Dentro la manzana había
el correo de Pedrosa.

Había una cigarrera
hablando con un soldado;
al tiempo de despedirse,
se agarraron de la mano.

—Adiós, cigarrera hermosa.
—Adiós, soldado valiente,
tú eres causa de mi vida,
tú eres causa de mi muerte.

—Contigo me casaría,
contigo me he de casar,
cuando me de la licencia
el teniente militar.
Ni tengo tabaco,
ni tengo papel,
ni tengo cerillas
para encender.

Tabaco ya tengo,
papel me darán,
mujer en el mundo
nunca faltará...

Que sepa coser,
que sepa bordar,
que me haga un vestido
a lo militar

Cortito de alante,
larguito de atrás,
con cuatro volantes,
lo mismo me da






















Puede que algunos califiquéis de machista, especialmente, el final de la canción. Sin duda, pero era lo que entonces se cantaba. 
Y ésta no era la peor. Leed ésta, relacionada también con el tabaco, conocidísima canción del Carnaval de Tolosa:

Isabelita, ponte a servir
y lo que ganes dámelo a mí.
Para tabaco, para papel,
para cerillas para encender
¡Será chulo el tío!

4 comentarios:

Anónimo dijo...

Preciosa Canción y Bonita interpretación.
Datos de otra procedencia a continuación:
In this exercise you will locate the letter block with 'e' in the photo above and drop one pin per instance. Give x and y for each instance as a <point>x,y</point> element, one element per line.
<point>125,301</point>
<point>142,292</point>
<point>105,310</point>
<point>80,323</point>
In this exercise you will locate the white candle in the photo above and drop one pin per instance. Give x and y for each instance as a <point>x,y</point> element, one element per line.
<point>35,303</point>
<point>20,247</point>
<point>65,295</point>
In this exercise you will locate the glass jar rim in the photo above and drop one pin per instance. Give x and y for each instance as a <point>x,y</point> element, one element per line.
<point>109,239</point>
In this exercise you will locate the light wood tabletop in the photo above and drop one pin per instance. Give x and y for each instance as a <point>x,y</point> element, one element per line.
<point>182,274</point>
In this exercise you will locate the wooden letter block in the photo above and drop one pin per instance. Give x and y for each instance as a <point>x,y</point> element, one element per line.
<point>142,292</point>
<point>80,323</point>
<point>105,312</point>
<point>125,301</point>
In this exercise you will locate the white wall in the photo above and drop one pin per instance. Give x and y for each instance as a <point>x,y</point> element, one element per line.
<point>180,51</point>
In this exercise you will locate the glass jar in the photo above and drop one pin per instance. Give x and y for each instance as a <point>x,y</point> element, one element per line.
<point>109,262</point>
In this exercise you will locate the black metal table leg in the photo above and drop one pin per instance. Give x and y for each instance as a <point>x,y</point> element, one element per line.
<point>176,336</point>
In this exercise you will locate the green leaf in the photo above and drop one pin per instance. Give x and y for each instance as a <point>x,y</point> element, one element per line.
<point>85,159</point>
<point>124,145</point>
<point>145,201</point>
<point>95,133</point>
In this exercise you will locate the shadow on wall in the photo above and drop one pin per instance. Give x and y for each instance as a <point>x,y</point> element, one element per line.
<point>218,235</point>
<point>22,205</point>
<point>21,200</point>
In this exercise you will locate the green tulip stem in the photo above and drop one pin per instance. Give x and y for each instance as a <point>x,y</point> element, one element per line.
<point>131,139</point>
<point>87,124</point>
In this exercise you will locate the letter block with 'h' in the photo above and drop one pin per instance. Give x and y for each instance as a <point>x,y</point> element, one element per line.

Bravo por el cantante, me alegro mucho de que estés tan bien.

Maite Ibañez dijo...

Hola Patxi, has cantado muy bien, con buen oído, y buena voz. Canciones antiguas con mucho salero. Enhorabuena.

Anónimo dijo...

Jajajaja pero que bien cantas!!!!!!!yo tengo mejor dicho tenía se lo cedi a mí sobrina ahijada, un vestido de pospoliña (que me sentaba fenomenal) y es precioso, me lo puse varias veces ( de soltera claro) para fiestas que se hacían en la plazuela de San José ( socatira, aizcolari, levantamiento de piedras) creo que x San Fermín Chiquito, ya no me acuerdo exactamente, en fin chico gratis recuerdos.
Conchita

Anónimo dijo...

Enhorabuena Patxi, he escuchado la canción de (ni tengo tabaco...) y no has desafinado en toda ella. Sigue así y te contrato.